Bridging The Digital Divide
The challenges of information accessibility have prompted efforts to digitize backlogs of transportation resources currently in analog formats.
Although transportation practitioners have access to a seemingly unlimited amount of information via Internet search engines and other online portals, a large portion of key research conducted before the digital age remains in print and other analog formats. This body of work remains difficult or, in some cases, impossible to access remotely, which may lead to duplication of research and, secondarily, loss of knowledge crucial to solving other transportation problems.
To provide practitioners with difficult-to-access materials, State departments of transportation (DOTs) and transportation libraries are working to digitize unique and important materials. Digitization is the conversion of analog materials, or documents that can be viewed or heard by people, to digital format, which can be read by machine. After digitization, a computer reads or interprets the file to produce an image for display or printing. Digitization does not necessarily represent an exact reproduction of the analog item; it is a snapshot of all or part of the document, sound record, or video.
And while most digitization projects yield a favorable return on investment, agencies and institutions can benefit from established workflows and examination of costs before undertaking such efforts.
Access: The Central Problem
Access to print and other analog transportation materials is hampered by the localization of resources at individual DOTs or research libraries and lack of discoverability, notably, the difficulty in finding these resources by means of standard Internet search queries.
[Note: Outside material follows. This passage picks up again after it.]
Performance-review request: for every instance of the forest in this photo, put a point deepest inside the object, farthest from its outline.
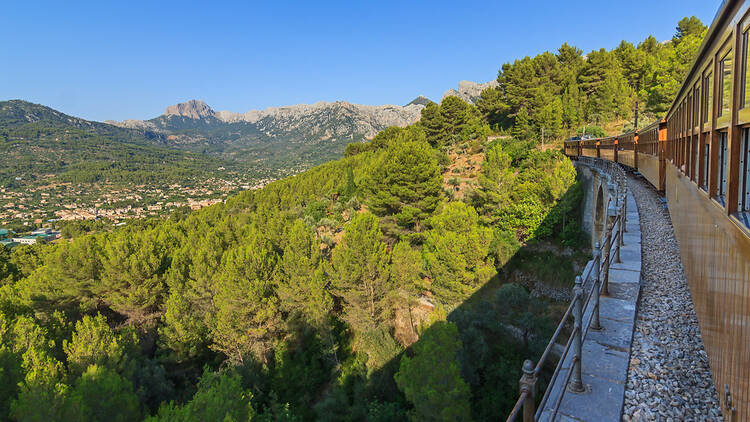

The access challenges may result in duplication of research, lack of knowledge of past research, or loss of historical and institutional knowledge.
Traditionally, transportation-related technical reports and other materials were available only to researchers in close proximity to the materials or to those willing to travel to the print collections. For example, a DOT's technical reports might be kept in a particular office in the DOT and are readily available only to practitioners in that department. Libraries have been used as repositories for print resources, but even under the best cooperative agreements, physical items remain largely available only to local users. Materials at local institutions often are not discoverable via search engines, library catalogs, or other means because of their physicality. Even at institutions with a well-cataloged collection, sharing agreements such as interlibrary loans are costly because of base fees, labor, and shipping. Though costs vary significantly by institution, a study by The University of Kansas and The University of North Carolina estimated borrowing costs of $12.11 per item across 23 North American libraries.
"The materials may exist, but the people who need them have no way to discover them," says Roberto Sarmiento, head of the Northwestern University Transportation Library. "We have a universe of information, but it is not necessarily available to the rest of the world."
The Digitization Solution
Digitization is one solution to the accessibility issue. When materials are digitized, practitioners can use resources regardless of their location. According to Sarmiento, "With digital objects, we may not even know who the user is, or where they're coming from. The user becomes anyone in the world searching for the information."
Digitized resources, depending on the quality of their associated metadata, such as author, title, and subject information, become discoverable via search engines and standard in-house library catalogs.
"We have a situation now where we're making these historical research findings available quickly," says Dr. Darcy Bullock, P.E., professor of civil engineering at Purdue University and director of the Joint Transportation Research Program, a collaboration of Purdue University and the Indiana Department of Transportation (INDOT). "Within hours of them being published online, we see Google Scholarâ„¢ pick them up."
However, providing access does not come without difficult decisions, such as which materials to digitize and procedures for digitization, as well as significant costs. A typical digitization project involves numerous steps. To start, the project planner selects materials for digitization. Depending on the condition of the materials, they may require physical repair or other preparation.
The materials then are inventoried and moved to a digitization lab, either in-house or offsite. Digitization requires scanning a master, then producing a digital object in one or more user-friendly formats. Digitized print objects are typically available in PDF format, but are increasingly available in formats for electronic book readers, as well as in a customized book-reading interface on a project Web site.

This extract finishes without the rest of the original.